Based on the new trial design, CTI expects to report primary SVR data by the end of 2021, with a potential NDA filing in early 2022 if the SVR data is positive. Final study efficacy data is expected in 2023.

Concurrent with this press release, CTI is announcing a $60 million rights offering. For further details, see the concurrent press release relating to the rights offering.

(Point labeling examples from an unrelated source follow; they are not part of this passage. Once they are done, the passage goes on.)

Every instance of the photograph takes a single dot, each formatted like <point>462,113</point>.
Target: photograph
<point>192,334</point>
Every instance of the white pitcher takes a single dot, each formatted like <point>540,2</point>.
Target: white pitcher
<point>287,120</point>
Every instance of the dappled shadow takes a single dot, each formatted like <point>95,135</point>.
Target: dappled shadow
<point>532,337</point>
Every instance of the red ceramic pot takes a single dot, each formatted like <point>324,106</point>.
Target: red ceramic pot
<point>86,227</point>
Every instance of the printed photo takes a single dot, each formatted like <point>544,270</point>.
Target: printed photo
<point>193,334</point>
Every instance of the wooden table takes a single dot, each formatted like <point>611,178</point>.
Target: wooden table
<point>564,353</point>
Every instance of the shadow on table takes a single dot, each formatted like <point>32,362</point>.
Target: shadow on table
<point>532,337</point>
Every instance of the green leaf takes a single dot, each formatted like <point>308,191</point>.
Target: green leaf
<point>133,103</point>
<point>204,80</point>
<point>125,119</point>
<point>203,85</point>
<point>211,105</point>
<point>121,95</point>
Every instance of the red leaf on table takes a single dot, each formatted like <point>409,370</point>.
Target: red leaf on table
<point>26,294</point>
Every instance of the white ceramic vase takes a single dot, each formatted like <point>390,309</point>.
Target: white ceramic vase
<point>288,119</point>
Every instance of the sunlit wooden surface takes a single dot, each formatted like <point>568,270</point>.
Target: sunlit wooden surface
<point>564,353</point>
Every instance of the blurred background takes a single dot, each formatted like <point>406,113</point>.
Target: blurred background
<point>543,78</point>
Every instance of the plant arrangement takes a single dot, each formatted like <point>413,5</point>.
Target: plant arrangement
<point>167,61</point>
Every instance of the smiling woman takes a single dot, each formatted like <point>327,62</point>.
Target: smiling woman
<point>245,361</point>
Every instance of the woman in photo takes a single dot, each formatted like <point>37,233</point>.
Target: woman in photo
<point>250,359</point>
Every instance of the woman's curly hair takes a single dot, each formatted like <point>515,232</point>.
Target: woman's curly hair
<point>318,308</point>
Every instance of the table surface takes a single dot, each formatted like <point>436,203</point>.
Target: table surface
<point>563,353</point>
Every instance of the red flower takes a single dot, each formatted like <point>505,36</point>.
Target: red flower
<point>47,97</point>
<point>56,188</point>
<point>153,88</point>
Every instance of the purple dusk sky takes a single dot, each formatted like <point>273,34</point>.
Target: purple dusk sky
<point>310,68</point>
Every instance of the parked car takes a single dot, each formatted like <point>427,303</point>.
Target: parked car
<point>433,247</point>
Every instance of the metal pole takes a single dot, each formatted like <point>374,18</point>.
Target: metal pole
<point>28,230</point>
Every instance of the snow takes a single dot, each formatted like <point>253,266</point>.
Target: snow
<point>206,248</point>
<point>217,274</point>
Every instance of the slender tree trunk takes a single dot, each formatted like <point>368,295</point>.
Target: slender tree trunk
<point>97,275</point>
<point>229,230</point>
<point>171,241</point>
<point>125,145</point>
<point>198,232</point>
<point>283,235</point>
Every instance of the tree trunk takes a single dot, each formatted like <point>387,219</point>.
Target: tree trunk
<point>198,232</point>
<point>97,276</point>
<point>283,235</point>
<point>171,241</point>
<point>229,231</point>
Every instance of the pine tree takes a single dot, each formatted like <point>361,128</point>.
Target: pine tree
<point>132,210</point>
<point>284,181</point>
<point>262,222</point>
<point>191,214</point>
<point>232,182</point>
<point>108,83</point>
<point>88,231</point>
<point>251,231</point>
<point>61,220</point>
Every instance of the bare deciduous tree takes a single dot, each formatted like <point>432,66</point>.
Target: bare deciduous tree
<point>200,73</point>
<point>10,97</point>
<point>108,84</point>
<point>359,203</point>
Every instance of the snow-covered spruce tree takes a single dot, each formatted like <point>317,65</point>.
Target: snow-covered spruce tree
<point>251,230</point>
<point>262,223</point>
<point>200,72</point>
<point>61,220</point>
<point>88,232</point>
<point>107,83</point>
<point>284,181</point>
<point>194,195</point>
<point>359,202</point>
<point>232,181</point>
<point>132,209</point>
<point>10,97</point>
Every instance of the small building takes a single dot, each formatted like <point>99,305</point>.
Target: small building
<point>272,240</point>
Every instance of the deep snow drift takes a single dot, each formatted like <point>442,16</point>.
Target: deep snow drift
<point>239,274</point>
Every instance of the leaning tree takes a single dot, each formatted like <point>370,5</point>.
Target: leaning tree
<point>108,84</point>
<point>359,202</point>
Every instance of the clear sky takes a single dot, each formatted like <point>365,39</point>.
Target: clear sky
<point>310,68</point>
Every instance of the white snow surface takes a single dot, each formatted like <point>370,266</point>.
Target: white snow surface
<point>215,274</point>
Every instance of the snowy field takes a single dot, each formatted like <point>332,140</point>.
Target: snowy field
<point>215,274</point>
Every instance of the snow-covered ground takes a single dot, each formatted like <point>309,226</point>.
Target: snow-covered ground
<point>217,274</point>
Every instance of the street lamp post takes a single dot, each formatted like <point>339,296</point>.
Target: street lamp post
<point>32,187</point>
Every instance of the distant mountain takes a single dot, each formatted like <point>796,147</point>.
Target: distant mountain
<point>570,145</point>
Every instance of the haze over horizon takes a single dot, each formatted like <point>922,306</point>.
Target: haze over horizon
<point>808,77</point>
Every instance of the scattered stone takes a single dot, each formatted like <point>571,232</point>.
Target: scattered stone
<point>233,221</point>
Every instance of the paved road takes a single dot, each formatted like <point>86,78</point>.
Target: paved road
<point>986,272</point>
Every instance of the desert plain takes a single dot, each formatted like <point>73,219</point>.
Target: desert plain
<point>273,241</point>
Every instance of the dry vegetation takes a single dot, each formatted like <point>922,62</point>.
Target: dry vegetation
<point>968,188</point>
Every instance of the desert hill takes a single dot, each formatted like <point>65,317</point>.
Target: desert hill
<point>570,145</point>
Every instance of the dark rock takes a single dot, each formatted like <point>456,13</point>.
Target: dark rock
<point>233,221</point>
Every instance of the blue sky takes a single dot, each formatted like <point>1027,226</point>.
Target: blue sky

About Myelofibrosis and Severe Thrombocytopenia
Myelofibrosis is a type of bone marrow cancer that results in formation of fibrous scar tissue and can lead to severe anemia, weakness, fatigue and an enlarged spleen and liver. Patients with severe thrombocytopenia are estimated to make up more than one-third of patients treated for myelofibrosis, or approximately 17,000 people. Severe thrombocytopenia, defined as blood platelet counts of less than 50,000 per microliter, has been shown to result in overall survival rates of just 15 months. Thrombocytopenia in patients with myelofibrosis is associated with the underlying disease but has also been shown to correlate with treatment with ruxolitinib, which can lead to dose reductions, and as a result, may potentially reduce clinical benefit. Survival in patients who have discontinued ruxolitinib therapy is further compromised, with an average overall survival of seven to 14 months. There are currently no approved therapies available to treat myelofibrosis patients with severe thrombocytopenia or patients who have failed ruxolitinib treatment, thereby making this a significant unmet medical need.

About Pacritinib
Pacritinib is an investigational oral kinase inhibitor with specificity for JAK2, FLT3, IRAK1 and CSF1R. The JAK family of enzymes is a central component in signal transduction pathways, which are critical to normal blood cell growth and development, as well as inflammatory cytokine expression and immune responses. Mutations in these kinases have been shown to be directly related to the development of a variety of blood-related cancers, including myeloproliferative neoplasms, leukemia and lymphoma. In addition to myelofibrosis, the kinase profile of pacritinib suggests its potential therapeutic utility in conditions such as acute myeloid leukemia (AML), myelodysplastic syndrome (MDS), chronic myelomonocytic leukemia (CMML), and chronic lymphocytic leukemia (CLL), due to its inhibition of c-fms, IRAK1, JAK2 and FLT3.